Thousands of Sudanese protested outside the presidential palace in Khartoum on Thursday, calling for the appointment of senior judicial officials and justice for demonstrators killed since December. It was the first major protest since last month's signing of a power-sharing deal between the military and civilian groups for a three-year transition leading to elections, following the overthrow of former President Omar al-Bashir in April.

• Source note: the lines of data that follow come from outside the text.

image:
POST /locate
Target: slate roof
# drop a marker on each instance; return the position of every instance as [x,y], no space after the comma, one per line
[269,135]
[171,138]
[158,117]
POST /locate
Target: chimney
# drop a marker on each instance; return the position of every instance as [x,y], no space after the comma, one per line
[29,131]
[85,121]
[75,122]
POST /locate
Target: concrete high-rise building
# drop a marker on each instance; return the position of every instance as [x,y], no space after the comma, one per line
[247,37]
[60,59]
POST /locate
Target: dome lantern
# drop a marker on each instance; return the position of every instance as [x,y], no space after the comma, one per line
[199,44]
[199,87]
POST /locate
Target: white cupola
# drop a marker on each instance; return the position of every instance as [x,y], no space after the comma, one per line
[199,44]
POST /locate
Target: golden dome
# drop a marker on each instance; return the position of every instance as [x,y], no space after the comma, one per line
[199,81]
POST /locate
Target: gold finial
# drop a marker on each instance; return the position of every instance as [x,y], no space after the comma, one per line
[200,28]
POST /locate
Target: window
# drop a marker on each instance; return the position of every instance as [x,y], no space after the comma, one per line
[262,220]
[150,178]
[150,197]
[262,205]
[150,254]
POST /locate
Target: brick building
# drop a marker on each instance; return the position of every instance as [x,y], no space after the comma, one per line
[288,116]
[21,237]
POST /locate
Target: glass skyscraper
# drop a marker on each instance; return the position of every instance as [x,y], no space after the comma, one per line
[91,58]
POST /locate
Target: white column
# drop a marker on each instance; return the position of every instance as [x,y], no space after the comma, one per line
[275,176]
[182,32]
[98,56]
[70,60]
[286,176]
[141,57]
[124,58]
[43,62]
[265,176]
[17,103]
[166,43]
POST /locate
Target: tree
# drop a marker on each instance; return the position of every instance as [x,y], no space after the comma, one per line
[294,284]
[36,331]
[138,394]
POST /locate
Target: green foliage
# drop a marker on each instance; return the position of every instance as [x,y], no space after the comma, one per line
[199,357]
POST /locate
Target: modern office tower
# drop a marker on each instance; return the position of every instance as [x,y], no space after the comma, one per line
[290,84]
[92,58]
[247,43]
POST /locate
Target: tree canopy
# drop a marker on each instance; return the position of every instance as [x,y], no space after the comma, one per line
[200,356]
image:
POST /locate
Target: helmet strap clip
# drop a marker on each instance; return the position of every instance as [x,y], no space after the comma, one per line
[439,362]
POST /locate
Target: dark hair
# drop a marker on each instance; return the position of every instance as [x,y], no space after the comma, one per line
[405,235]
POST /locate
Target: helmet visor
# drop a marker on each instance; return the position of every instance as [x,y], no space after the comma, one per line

The protesters called for the appointment of a new head of the judiciary and a new public prosecutor, steps that they hope will lead to the prosecution of security forces blamed for deaths during demonstrations against al-Bashir and against the military council that initially replaced him. "Blood for blood, we won't accept blood money," the crowd chanted, repeating a slogan first used during protests against Bashir that began in December. Some also called out "The people want a new chief justice," and "Yes to an independent judiciary." "We demand justice for the martyrs, and for those who killed them to face justice," said one young female protest organizer.
Sudan's Forces for the Declaration of Freedom and Change, the umbrella coalition representing different pro-democracy parties and groups, called for a "million-man march" to pressure the joint civilian-military Sovereign Council, formed last month as part of a power-sharing deal between protesters and the generals, to appoint judges known for their competence as well as political impartiality. The generals had previously dismissed nominations put forward by pro-democracy protesters for Sudan's two top judicial posts.
Justice over those deaths and other killings during crackdowns on anti-Bashir protests has been a key demand of the civilian parties that negotiated the power-sharing deal. After the deal a joint military-civilian council was formed, followed by a government of technocrats sworn in this week.
Authorities have acknowledged 87 deaths resulting from the violence, but protest groups have put the toll at nearly 130. Justice over the killing of innocents during crackdowns on anti-regime protests has been a key demand of the civilian parties that negotiated the power-sharing deal.